You have that backward. This will only work if your retina is working correctly, it is intended to correct cornea damage, not retina damage. The woman’s problem was that the surface of her eye, the cornea, was severely scarred. Imagine taking the lens out of a pair of glasses and rubbing it with coarse sandpaper - you might see light through it, but not anything really useful.

You aren’t using the whole tooth, of course. You are creating a disc of very hard substance (the tooth) surrounded by a ring of soft bone that will form attachments. See the third picture over in Stage 1 on your link to see how this works.

The dilemma is how to create a container for the lens out of living tissue. You need something hard enough to create a permanent anchor for the lens and you need it to be able to bond the edges of this implant to the surrounding eye tissue so that it becomes a permanent part of the eye. The tooth is hard enough to hold the lens but too hard for other tissue to attach to. So the strategy is to use a section of tooth right where it is naturally attached to the mandible. The mandible (alveolar) bone there will readily create permanent attachments to soft tissue.

The tooth provides a hard container for the lens. The surrounding bit of mandible contains a living matrix suitable for providing a living attachment to other tissues. Because the hard part (the tooth itself) is attached to the mandibular (jaw) bony matrix, it’s a perfect way to use living tissue.

If you used a prosthetic carrier for the lens, you’d have to have it manufactured in such a way that the central part was rock-hard to carry the lens and there was a surrounding mesh of some sort that could knit to the rest of the eye globe. However whenever possible, implants made from your own tissues are the best, followed by implants made from other humans, followed by implants from animals. Totally artificial implants are usually the last choice.

Implantation under a pocket of skin and the mucosal flap are used to provide a natural layer of connective tissue over the whole thing before it can be used as an implanted graft. Unnecessary tissue covering the lens itself is removed.

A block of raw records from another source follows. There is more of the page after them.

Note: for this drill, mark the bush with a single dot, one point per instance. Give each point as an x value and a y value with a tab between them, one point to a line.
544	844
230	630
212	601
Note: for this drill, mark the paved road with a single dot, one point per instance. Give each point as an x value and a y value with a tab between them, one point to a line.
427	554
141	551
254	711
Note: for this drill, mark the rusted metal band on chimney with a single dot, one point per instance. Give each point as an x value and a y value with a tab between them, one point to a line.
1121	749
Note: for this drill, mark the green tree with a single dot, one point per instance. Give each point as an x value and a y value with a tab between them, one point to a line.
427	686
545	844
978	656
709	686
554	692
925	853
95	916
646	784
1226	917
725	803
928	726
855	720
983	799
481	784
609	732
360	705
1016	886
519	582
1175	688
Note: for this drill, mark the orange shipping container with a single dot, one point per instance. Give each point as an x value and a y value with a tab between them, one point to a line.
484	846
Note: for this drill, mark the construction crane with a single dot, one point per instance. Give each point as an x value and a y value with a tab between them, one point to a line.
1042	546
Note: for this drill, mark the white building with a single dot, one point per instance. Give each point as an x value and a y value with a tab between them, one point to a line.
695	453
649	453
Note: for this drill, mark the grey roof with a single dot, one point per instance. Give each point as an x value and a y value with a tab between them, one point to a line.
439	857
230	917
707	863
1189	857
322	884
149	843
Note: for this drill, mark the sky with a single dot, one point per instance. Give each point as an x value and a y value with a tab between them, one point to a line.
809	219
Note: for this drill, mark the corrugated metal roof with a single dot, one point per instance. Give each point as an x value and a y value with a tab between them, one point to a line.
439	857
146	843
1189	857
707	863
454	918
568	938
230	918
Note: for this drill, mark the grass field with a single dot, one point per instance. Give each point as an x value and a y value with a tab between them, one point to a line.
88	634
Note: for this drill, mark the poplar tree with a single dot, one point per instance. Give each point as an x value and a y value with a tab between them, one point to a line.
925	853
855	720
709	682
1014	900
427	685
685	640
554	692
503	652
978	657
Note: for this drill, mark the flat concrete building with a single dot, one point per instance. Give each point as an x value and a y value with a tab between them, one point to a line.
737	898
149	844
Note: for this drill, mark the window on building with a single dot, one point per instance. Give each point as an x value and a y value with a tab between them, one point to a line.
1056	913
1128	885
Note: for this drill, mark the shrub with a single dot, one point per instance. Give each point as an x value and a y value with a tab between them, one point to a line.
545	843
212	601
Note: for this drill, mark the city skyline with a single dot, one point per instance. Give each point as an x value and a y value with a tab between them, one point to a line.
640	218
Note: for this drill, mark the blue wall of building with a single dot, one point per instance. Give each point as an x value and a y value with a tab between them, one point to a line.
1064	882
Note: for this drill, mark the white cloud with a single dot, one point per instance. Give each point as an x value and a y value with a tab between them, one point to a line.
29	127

Yes there is a clear juice inside the eye. Globes get punctured and sewn back together all the time. Care must be taken not to let the retina detach if the juices run out.

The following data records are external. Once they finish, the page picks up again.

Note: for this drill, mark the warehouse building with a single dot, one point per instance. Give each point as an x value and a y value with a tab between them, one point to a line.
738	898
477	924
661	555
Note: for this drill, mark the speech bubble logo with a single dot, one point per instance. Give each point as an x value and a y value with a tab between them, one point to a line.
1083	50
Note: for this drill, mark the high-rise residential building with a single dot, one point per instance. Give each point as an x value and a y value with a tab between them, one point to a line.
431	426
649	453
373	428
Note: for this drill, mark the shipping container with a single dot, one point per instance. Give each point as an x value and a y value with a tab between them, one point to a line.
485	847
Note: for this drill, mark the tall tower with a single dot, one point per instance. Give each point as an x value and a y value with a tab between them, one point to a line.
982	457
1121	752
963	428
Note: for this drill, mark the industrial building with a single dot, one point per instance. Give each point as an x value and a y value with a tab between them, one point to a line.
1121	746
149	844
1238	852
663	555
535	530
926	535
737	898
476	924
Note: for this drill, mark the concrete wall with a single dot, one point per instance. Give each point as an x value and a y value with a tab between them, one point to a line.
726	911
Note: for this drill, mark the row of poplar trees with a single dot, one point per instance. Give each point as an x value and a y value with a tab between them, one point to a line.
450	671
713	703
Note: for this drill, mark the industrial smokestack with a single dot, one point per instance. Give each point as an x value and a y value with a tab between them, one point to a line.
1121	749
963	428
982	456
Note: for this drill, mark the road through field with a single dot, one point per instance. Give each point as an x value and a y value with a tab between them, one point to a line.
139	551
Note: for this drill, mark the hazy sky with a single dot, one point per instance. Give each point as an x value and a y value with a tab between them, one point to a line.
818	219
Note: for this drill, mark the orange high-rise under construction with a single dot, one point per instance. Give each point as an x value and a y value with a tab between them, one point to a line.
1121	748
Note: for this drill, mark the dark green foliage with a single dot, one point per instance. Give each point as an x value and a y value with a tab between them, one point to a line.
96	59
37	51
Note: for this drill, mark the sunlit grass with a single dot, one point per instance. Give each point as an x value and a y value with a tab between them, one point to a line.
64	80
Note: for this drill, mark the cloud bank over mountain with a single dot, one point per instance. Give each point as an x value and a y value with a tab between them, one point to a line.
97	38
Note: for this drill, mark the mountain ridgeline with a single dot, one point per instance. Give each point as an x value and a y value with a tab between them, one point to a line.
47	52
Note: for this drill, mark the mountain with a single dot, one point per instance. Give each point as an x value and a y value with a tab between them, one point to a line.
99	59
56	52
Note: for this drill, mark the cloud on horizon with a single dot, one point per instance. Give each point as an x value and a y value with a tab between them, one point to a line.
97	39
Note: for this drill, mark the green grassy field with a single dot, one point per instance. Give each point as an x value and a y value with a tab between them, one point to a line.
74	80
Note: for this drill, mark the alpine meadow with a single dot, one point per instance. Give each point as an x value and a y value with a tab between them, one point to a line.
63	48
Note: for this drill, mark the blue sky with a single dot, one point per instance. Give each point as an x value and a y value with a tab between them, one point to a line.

Not sure about the “smart” part. Can I just be a regular medical person explaining this?

I remember a local morning news show (philly, late 70-early 80s) of someone with this condition; apparently, she suffered some disease which fused her eyeball to the inner lining of her eyelid, so doctors built a “periscope” through her eyelid to see.

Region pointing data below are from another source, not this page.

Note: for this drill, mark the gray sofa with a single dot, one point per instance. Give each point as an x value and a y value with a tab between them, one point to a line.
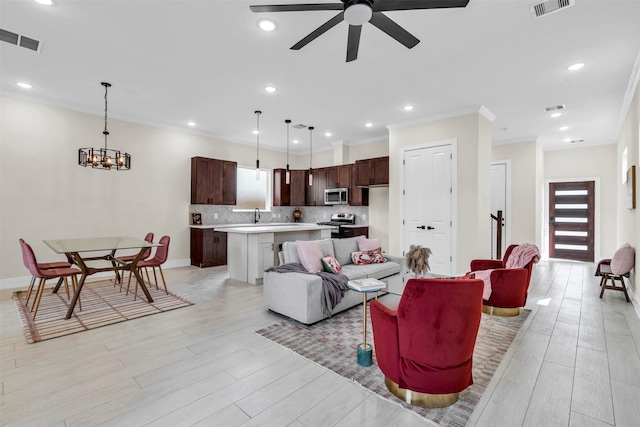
299	295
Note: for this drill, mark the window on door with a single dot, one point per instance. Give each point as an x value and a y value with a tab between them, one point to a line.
571	220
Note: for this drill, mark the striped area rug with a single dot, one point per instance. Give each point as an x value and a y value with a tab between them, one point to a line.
102	304
332	343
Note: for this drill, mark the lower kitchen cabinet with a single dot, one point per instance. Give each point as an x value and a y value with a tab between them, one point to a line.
208	247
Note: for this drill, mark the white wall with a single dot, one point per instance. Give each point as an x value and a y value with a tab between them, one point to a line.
522	220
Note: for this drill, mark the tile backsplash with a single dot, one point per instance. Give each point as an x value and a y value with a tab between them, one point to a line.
216	214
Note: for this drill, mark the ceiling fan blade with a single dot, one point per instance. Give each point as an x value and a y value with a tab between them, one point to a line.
296	7
319	31
389	5
353	42
387	25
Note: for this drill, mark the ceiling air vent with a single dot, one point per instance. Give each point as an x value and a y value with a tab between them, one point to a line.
555	108
19	40
546	7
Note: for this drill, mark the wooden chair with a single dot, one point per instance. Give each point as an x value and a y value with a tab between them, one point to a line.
619	268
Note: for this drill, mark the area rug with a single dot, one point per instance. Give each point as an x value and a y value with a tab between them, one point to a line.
332	343
102	304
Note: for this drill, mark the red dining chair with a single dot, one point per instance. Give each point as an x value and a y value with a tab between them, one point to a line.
31	263
160	257
130	258
43	266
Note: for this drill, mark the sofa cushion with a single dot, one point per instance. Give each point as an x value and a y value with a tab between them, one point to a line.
290	251
310	253
379	271
343	249
330	264
623	260
368	244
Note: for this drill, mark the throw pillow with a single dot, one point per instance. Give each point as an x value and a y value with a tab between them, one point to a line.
331	264
368	257
368	244
310	254
623	260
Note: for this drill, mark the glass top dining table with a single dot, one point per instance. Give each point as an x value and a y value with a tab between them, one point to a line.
73	248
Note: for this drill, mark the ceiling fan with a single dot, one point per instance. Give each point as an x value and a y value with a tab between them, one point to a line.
357	13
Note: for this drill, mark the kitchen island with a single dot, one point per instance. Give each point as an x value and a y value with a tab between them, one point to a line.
252	248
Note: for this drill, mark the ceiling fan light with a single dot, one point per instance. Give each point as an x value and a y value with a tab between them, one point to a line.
358	14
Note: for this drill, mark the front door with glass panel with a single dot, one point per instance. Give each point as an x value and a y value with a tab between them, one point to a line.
571	220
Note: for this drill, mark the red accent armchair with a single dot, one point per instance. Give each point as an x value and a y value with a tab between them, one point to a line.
426	345
509	286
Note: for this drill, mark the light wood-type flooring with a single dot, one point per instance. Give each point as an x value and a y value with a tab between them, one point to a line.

I want to know what medication she was taking the cause the loss of sight. It doesn’t mention it in the article.

She had Stevens-Johnson Syndrome. That’s not caused by a particular medication, it’s a bad reaction to a medication (usually - there are other potential causes). It’s not an allergy, but it’s analogous to one in that the person has the reaction to something that in the vast majority of people doesn’t cause that reaction. Blindness is a relatively frequent complication of SJS.